Жара и пыль | страница 58
Карим сказал, что ему тоже пришлось избавиться от большинства сокровищ из дворца в Хатме. Оставить их там означало бы отдать на съедение белым муравьям и плесени. Там оставалась коллекция миниатюр, но она оказалась никому не нужна — даже описана не была, картины просто обернули тканью и отправили в подвальные помещения. Теперь, к сожалению, большинство вещей уже продано зарубежным покупателям, хотя некоторые из картин Карим сохранил, и не столько из-за их ценности, сколько ради семейных воспоминаний.
— Идемте, я вам покажу. — Он вскочил, грациозно распрямив длинные ноги, и повел меня в другую комнату. Это была довольно экзотичная гостиная, заполненная ковриками и расписной мебелью, но Карим сказал, что это просто каморка, где им с Китти иногда нравится отдыхать. Именно здесь, в золотой раме на красных обоях каморки Китти и Карима, я впервые увидела дворец Хатма. Его вид отличался от нынешнего, но, возможно, дело просто было в стиле художника.

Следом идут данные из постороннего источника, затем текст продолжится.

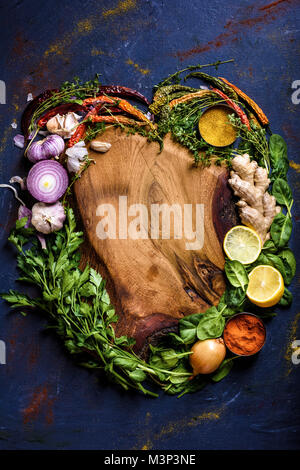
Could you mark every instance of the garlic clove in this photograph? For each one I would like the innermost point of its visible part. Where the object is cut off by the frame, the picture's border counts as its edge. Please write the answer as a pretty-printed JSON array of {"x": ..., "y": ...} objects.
[
  {"x": 100, "y": 146},
  {"x": 53, "y": 125}
]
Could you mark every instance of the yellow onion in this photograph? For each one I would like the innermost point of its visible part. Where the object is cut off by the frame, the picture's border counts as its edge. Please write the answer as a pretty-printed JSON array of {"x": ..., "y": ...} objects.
[{"x": 207, "y": 355}]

Все было украшено самоцветами: цветы в саду, капли воды в фонтане.
На картинах были изображены принцы и принцессы за различными приятными занятиями. Принцы походили на Карима, принцессы — на Китти. Все они были с ног до головы обвешаны драгоценностями. По словам Карима, большинство семейных драгоценностей исчезло очень давно; кстати говоря, сказал он, улыбаясь, именно Наваб, которым я так интересовалась, и несет ответственность за их исчезновение. Ему всегда недоставало денег, неважно каким способом добытых. Он вел довольно разгульный образ жизни и участвовал во множестве скандалов, говорят, даже (возможно, я слыхала?) была какая-то история с англичанкой, женой представителя английских властей.
— Возможно, — сказала я и перешла к следующей картине. Это, объяснил Карим, основатель нашего рода Аманулла Хан (тот самый, что нашел убежище у Баба Фирдауша). На полотне он выглядел довольно солидно: в халате, расшитом цветами, в розовой чалме, с длинными усами и кальяном. Но, по словам Карима, картина изображала его в конце жизни, когда завоеваниям пришел конец после заключения перемирия с Восточно-Индийской компанией. До этого он в основном жил в седле, без всякого имущества — только сабля да шайка сопровождавших его разбойников.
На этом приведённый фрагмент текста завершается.